Kleftiko n'a pas de route. La seule façon d'approcher cet amas de rochers marins blanc calcaire sur la côte sud-ouest de Milos est par la mer, ce qui explique précisément pourquoi les pirates l'utilisaient. Le nom vient du grec kleftis, voleur, et la baie a servi de mouillage aux corsaires pendant le Moyen Âge et au début de l'ère ottomane, lorsque les pillards abritaient leurs flottes dans ses arches, hors de vue de la côte. Une demi-journée en bateau à Kleftiko reste le seul moyen pratique de s'y rendre.
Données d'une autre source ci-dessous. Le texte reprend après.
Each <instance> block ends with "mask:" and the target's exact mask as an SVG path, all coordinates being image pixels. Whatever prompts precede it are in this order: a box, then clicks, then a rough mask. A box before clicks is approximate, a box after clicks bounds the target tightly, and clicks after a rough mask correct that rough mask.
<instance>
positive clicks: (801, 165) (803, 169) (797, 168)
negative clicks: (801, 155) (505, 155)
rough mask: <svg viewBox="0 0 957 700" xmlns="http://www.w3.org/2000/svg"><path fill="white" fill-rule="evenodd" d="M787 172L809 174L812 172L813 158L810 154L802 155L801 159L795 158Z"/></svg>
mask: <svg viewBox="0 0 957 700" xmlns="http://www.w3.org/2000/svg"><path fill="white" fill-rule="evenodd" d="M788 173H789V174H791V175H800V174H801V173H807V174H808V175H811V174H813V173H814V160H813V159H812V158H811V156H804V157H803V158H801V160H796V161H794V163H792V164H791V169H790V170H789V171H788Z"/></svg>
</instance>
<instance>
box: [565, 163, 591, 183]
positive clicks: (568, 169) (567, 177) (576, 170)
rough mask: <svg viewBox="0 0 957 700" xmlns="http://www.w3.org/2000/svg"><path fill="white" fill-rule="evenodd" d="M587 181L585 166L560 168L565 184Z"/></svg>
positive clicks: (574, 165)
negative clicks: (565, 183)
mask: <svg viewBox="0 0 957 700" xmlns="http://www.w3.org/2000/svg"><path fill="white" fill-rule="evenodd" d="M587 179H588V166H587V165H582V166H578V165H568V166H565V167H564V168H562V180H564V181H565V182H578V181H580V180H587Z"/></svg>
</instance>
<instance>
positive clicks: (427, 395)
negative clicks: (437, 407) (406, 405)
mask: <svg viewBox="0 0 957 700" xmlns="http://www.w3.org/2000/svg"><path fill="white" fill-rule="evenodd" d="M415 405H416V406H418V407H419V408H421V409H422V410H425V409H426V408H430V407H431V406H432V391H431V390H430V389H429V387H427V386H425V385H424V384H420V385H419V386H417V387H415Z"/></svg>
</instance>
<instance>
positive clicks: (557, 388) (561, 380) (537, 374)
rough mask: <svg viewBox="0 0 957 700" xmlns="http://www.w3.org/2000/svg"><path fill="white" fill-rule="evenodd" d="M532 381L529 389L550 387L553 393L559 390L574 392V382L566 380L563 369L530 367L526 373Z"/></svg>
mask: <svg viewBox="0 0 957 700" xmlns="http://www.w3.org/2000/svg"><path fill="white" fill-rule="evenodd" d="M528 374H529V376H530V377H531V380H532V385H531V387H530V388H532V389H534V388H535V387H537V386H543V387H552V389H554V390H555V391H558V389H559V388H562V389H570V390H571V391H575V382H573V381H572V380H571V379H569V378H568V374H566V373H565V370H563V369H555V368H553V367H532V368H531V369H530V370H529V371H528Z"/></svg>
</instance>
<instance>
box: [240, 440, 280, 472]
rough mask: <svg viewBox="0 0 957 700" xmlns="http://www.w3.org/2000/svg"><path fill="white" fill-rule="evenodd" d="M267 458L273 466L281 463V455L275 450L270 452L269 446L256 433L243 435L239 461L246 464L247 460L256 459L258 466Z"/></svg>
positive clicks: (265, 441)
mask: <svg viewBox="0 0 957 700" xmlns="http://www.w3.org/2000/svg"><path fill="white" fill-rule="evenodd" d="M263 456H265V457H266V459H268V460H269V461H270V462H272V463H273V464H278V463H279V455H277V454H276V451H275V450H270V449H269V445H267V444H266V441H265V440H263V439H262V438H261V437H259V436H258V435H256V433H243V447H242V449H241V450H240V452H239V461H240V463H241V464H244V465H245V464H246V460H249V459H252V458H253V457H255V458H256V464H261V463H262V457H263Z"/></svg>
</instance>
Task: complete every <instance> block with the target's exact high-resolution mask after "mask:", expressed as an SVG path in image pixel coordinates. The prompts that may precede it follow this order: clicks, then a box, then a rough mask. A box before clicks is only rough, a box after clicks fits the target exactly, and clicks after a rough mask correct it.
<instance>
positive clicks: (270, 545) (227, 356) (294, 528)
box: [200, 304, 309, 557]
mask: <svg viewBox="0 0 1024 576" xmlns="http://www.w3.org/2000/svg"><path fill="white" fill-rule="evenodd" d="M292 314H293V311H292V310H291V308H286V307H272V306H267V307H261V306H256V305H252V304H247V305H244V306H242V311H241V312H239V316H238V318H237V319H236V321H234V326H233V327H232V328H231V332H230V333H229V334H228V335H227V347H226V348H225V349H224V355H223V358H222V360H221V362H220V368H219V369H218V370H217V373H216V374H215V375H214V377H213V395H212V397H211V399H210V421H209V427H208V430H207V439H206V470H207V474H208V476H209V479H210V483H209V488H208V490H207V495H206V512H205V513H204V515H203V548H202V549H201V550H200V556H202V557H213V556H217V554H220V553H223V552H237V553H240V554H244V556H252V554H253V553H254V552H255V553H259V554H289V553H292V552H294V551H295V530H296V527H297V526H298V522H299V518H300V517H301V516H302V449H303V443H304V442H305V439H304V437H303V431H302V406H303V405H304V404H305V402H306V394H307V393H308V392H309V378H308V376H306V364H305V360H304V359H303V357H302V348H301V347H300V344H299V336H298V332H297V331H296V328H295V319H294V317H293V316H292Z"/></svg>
La géologie explique le reste. Milos est une île volcanique, et les formations de Kleftiko sont composées de rhyolite et de tuf altéré par voie hydrothermale, blanchies presque jusqu'à l'os par le lessivage des minéraux. L'action des vagues a creusé la roche en une colonnade d'arches naturelles, de tunnels et de grottes couvertes. L'eau en dessous affiche un turquoise improbable car le fond marin est constitué de sable volcanique pâle, réfléchissant la lumière vers le haut à travers une quinzaine de mètres de clarté. L'autre titre de gloire de l'île est encore plus ancien : Milos a fourni de l'obsidienne à toute la mer Égée depuis la période néolithique, et la Vénus de Milo a été découverte près de Tripiti en 1820.
Ce commerce de l'obsidienne a fait de Milos l'une des premières économies maritimes documentées en Europe. Les mêmes routes maritimes qui transportaient le verre volcanique vers le continent ont plus tard transporté du marbre, du soufre, de la bentonite et, pendant un temps, des cargaisons volées. Kleftiko se situe au point de rencontre de ces histoires — le coin le plus inindustriel d'une île industrielle.
Aujourd'hui, la baie est protégée au sein du réseau Natura 2000, et les garde-côtes grecs n'autorisent l'accès qu'aux navires agréés. Le mouillage est restreint ; les grands catamarans restent au large tandis que les annexes et les nageurs circulent entre les arches. Il n'y a pas de guichet, pas de porte, pas de frais d'entrée dans l'eau — l'adresse est simplement la baie de Kleftiko, Milos, Grèce, et l'entrée coûte 0 EUR. Ce que les visiteurs paient, c'est le passage.
La distinction est importante. Les bateaux partent principalement d'Adamas et de la côte sud, et la traversée elle-même fait partie de l'expérience : on passe devant les ruines de la mine de soufre, la jetée de chargement de manganèse, l'établissement abandonné de Thiorichia. La grotte de Sikia, avec son toit effondré ouvert sur le ciel, se trouve à une courte distance vers l'est.
L'été 2026 a vu la baie la plus fréquentée entre midi et 15h00, lorsque les circumnavigations d'une journée entière convergent. Les itinéraires d'une demi-journée arrivent plus tôt et repartent avant. Pour la plupart des voyageurs, la demi-journée en bateau à Kleftiko est la formule qui permet de garder les grottes calmes, la lumière rasante et toute la côte lisible depuis l'eau.